Upon the whole, after the most critical enquiries, and the maturest deliberation, I am of opinion, that America received its first inhabitants from the north-east, by way of the great archipelago just mentioned, and from these alone. But this might have been effected at different times, and from various parts: from Tartary, China, Japon, or Kamschatka, the inhabitants of these places resembling each other in colour, features, and shape; and who, before some of them acquired a knowledge of the arts and sciences, might have likewise resembled each other in their manners, customs, religion, and language.

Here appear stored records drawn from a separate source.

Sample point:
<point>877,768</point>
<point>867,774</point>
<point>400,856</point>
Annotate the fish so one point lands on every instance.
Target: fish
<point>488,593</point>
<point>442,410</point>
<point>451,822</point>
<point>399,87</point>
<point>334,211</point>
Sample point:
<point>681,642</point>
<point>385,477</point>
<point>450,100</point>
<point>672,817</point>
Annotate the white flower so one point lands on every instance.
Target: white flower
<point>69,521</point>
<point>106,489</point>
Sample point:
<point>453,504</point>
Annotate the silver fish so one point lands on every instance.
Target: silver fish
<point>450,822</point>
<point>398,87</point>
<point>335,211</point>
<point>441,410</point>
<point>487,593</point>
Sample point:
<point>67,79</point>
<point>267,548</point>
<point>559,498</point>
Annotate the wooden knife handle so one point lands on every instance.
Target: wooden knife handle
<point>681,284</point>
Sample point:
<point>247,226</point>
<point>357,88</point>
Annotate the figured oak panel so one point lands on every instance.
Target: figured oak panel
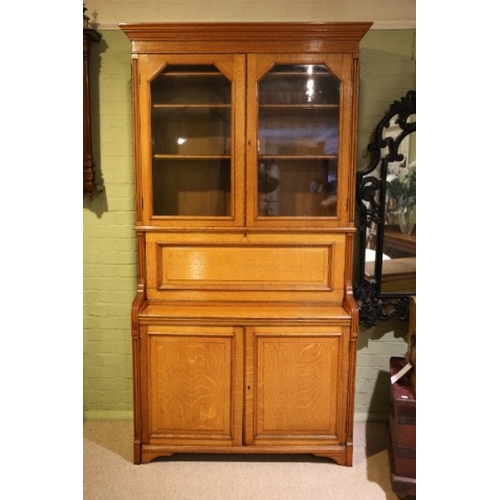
<point>194,372</point>
<point>295,378</point>
<point>250,266</point>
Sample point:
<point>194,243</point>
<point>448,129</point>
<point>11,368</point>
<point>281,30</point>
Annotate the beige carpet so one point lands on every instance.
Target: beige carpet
<point>109,473</point>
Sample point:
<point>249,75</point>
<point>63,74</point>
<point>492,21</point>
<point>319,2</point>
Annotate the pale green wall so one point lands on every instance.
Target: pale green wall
<point>109,267</point>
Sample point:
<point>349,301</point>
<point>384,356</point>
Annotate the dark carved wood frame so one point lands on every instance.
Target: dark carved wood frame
<point>90,35</point>
<point>370,198</point>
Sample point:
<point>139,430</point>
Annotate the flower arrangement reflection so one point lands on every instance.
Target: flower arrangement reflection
<point>402,196</point>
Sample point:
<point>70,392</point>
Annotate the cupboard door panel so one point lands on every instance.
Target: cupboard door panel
<point>293,385</point>
<point>195,381</point>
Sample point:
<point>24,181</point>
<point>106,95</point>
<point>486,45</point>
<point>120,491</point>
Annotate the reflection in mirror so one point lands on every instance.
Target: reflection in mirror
<point>386,198</point>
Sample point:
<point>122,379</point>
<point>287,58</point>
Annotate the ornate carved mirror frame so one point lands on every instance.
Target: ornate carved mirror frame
<point>377,298</point>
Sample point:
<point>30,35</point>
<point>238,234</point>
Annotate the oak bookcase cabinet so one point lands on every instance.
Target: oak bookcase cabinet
<point>244,326</point>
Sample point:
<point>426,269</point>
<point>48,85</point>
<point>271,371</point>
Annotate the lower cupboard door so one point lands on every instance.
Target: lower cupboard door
<point>296,385</point>
<point>194,380</point>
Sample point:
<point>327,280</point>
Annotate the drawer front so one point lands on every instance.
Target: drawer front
<point>245,267</point>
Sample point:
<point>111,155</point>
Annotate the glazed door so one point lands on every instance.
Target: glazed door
<point>294,382</point>
<point>191,149</point>
<point>194,380</point>
<point>299,156</point>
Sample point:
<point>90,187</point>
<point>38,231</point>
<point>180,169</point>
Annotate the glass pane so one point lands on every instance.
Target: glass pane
<point>191,142</point>
<point>298,141</point>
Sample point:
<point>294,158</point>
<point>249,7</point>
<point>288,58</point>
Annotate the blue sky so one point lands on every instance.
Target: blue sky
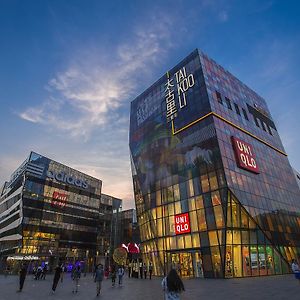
<point>69,69</point>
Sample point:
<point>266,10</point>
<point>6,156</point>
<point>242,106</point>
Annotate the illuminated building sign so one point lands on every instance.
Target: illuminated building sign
<point>26,257</point>
<point>183,83</point>
<point>245,155</point>
<point>61,176</point>
<point>182,223</point>
<point>59,199</point>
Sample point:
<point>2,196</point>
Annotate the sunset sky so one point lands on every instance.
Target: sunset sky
<point>69,70</point>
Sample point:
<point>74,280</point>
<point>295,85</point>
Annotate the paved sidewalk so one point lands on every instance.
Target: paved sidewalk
<point>264,288</point>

The only difference between the Chinese nation and the Tartars lies in the cultivated state of the one, and the unpolished situation of the others. The former have become a commercial people, and dwell in houses formed into regular towns and cities; the latter live chiefly in tents, and rove about in different hords, without any fixed abode. Nor can the long and bloody wars these two nations have been engaged in, exterminate their hereditary similitude. The present family of the Chinese emperors is of Tartarian extraction; and if they were not sensible of some claim beside that of conquest, so numerous a people would scarcely sit quiet under the dominion of strangers.
It is very evident that some of the manners and customs of the American Indians resemble those of the Tartars; and I make no doubt but that in some future æra, and this not a very distant one, it will be reduced to a certainty, that during some of the wars between the Tartars and the Chinese, a part of the inhabitants of the northern provinces were driven from their native country, and took refuge in some of the isles before-mentioned, and from thence found their way into America. At different periods each nation might prove victorious, and the conquered by turns fly before their conquerors; and from hence might arise the similitude of the Indians to all these people, and that animosity which exists between so many of their tribes.
It appears plainly to me that a great similarity between the Indian and Chinese is conspicuous in that particular custom of shaving or plucking off the hair, and leaving only a small tuft on the crown of the head. This mode is said to have been enjoined by the Tartarian emperors on their accession to the throne of China, and consequently is a further proof that this custom was in use among the Tartars; to whom as well as the Chinese, the Americans might be indebted for it.
Many words also are used both by the Chinese and Indians, which have a resemblance to each other, not only in their sound, but their signification. The Chinese call a slave, shungo; and the Naudowessie Indians, whose language from their little intercourse with the Europeans is the least corrupted, term a dog, shungush. The former denominate one species of their tea, shousong; the latter call their tobacco, shousassau. Many other of the words used by the Indians contain the syllables che, chaw, and chu, after the dialect of the Chinese.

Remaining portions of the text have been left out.